Qué revelan los objetos sobre los dos ejércitos

El estudio tipológico de las puntas de flecha demuestra conexión directa con armamento que se disparaba en Levante mediterráneo. Álvaro Soler del Campo, responsable de la Real Armería, calificó el hallazgo como "guía para la arqueología española". Las flechas almohades presentan diseño más estilizado que las cristianas.

Los fragmentos de cota de malla y las guarniciones decoradas pertenecían a oficiales de alto rango. Las tachuelas y hebillas de diferentes tamaños indican presencia de tropas con equipamiento diverso, desde nobles hasta milicia concejil.
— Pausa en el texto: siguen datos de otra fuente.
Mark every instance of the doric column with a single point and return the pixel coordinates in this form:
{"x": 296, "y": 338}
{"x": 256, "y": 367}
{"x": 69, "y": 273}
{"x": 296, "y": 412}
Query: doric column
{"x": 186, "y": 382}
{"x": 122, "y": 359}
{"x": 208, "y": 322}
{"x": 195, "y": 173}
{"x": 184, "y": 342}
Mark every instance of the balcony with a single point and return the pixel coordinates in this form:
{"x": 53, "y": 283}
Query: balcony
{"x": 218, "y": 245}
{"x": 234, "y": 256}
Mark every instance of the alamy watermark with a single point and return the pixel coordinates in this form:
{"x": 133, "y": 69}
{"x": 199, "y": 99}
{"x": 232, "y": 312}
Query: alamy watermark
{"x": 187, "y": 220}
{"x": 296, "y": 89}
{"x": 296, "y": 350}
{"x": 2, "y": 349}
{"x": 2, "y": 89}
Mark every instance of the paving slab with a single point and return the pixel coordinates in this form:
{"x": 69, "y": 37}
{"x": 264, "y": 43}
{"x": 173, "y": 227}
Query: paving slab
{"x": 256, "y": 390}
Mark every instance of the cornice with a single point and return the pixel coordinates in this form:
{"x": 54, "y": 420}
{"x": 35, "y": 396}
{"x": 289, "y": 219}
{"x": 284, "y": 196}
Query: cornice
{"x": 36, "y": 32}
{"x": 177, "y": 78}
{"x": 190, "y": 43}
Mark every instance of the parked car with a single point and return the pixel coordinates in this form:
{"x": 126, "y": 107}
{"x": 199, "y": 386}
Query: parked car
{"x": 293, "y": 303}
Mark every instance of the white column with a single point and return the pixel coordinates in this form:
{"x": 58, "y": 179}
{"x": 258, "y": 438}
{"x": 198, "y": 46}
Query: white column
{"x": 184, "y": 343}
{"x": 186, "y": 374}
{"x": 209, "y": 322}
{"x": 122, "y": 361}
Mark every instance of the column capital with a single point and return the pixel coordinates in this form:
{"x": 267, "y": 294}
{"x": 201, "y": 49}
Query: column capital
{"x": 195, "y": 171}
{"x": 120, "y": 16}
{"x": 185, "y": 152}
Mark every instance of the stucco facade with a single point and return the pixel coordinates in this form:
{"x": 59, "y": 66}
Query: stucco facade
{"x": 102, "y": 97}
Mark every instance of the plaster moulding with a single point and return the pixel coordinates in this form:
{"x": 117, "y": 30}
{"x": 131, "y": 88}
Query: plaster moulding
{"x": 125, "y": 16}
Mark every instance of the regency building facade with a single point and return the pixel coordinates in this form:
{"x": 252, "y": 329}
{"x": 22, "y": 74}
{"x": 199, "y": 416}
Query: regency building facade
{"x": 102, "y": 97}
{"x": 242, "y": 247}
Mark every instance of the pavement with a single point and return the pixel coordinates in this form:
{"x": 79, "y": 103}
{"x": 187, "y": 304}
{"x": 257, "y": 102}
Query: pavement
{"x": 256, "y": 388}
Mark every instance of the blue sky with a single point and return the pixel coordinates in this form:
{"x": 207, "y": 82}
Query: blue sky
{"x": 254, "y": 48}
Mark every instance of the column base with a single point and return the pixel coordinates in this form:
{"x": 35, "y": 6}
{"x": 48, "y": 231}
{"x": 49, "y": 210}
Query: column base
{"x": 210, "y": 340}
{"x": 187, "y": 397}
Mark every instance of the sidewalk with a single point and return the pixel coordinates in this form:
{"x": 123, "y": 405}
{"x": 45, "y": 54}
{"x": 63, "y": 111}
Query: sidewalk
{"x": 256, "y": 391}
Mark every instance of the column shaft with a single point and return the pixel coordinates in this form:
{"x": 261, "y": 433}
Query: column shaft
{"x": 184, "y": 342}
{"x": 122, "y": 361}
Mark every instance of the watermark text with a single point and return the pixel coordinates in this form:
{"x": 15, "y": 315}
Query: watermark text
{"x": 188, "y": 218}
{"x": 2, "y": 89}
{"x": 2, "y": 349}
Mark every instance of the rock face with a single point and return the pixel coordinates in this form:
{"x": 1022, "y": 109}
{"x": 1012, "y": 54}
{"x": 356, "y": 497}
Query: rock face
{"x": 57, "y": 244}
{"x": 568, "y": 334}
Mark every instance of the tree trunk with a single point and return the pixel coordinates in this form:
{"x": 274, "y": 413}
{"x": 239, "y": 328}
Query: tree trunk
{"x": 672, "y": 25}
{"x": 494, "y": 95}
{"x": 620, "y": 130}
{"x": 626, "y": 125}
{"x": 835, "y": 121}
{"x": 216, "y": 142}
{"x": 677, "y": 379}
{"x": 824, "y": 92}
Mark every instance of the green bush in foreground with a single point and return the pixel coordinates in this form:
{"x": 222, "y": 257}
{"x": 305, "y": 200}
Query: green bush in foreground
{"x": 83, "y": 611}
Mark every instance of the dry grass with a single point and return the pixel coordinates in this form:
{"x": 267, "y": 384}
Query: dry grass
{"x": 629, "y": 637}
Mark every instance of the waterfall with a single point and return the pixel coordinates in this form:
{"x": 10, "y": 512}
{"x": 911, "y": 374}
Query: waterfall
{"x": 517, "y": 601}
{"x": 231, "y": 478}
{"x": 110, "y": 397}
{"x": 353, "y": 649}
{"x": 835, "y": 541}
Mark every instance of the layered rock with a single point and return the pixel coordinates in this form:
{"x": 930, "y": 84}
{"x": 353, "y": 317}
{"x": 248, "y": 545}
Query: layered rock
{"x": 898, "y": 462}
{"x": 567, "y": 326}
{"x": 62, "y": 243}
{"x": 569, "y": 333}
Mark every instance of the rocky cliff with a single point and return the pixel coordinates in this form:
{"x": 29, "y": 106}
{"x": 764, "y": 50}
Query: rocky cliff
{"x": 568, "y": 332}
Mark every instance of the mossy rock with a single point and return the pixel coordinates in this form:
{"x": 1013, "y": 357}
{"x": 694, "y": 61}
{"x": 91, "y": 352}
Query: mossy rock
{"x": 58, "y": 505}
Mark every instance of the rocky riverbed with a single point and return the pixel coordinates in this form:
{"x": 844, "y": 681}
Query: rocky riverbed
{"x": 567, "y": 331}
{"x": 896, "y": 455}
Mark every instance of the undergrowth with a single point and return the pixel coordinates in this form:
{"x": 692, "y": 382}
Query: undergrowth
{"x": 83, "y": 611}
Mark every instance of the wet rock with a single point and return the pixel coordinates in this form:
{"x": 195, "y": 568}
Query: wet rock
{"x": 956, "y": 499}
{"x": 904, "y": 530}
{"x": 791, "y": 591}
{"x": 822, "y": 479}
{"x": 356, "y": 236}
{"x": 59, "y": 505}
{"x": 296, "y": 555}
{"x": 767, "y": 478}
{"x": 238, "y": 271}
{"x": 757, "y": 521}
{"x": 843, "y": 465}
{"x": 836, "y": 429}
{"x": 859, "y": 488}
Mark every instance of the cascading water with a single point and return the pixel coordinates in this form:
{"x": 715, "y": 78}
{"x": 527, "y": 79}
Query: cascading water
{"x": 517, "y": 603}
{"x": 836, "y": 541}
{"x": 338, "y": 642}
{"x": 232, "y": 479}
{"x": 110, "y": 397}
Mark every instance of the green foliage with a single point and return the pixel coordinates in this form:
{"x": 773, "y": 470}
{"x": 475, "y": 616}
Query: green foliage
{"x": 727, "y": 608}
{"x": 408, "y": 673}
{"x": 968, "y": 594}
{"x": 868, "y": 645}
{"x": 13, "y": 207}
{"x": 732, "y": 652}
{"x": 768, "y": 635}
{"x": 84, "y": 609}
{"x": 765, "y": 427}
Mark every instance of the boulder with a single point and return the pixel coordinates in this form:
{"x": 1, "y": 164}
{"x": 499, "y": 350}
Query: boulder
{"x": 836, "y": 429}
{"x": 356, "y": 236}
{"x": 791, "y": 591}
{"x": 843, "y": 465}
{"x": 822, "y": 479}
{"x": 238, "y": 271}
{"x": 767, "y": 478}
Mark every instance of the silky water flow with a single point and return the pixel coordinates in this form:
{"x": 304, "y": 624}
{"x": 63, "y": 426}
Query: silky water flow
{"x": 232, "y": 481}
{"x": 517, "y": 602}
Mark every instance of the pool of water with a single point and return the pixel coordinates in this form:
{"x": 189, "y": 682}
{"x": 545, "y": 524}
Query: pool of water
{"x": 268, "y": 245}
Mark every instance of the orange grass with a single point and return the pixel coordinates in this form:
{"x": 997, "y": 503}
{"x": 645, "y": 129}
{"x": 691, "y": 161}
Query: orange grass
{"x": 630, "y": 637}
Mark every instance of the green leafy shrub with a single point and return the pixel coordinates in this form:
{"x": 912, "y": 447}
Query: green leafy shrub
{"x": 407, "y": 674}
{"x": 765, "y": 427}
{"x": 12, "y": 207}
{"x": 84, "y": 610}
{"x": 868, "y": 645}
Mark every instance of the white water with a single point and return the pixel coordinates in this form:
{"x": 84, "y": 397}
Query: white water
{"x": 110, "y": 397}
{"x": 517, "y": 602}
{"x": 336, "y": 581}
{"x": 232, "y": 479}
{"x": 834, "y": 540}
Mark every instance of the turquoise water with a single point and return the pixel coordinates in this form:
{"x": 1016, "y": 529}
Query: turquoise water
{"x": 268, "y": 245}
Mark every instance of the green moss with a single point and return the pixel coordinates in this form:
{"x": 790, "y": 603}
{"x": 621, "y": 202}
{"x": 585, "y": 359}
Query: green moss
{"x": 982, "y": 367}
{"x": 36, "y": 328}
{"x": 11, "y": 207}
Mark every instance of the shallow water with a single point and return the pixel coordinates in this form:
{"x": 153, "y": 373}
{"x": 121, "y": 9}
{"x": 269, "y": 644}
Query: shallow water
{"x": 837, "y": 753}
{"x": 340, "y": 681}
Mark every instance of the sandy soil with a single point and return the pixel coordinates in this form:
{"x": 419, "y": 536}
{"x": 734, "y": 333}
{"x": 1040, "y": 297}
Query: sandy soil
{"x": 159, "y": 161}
Un pinjante en forma de cruz para caballo reproduce los que aparecen en miniaturas medievales de la época.

Los dos objetos con epigrafía árabe demuestran que parte del equipamiento almohade llevaba invocaciones religiosas grabadas. El clavo con "Alabado sea Dios" pudo pertenecer a un escudo o mueble de campaña. El objeto circular de plomo está aún en estudio paleográfico por especialistas.

Qué pasará con este tesoro medieval

La Universidad de Jaén custodia las 5.593 piezas en instalaciones climatizadas para frenar la corrosión. El proceso de restauración y catalogación completo llevará entre tres y cinco años adicionales. Algunas piezas ya están programadas para exposición en el Museo de Jaén durante 2026.

El equipo arqueológico solicita ahora permisos para prospectar otras 40 hectáreas sin analizar del campo de Tolosa. Creen que el campamento almohade principal podría estar en una zona aún virgen de excavaciones. Si lo localizan, el número de objetos recuperados podría duplicarse en próximas campañas.

El hallazgo convierte el campo de batalla en candidato a Patrimonio de la Humanidad. La concentración de material bélico medieval en posición original supera a cualquier otro yacimiento de la Reconquista documentado hasta la fecha.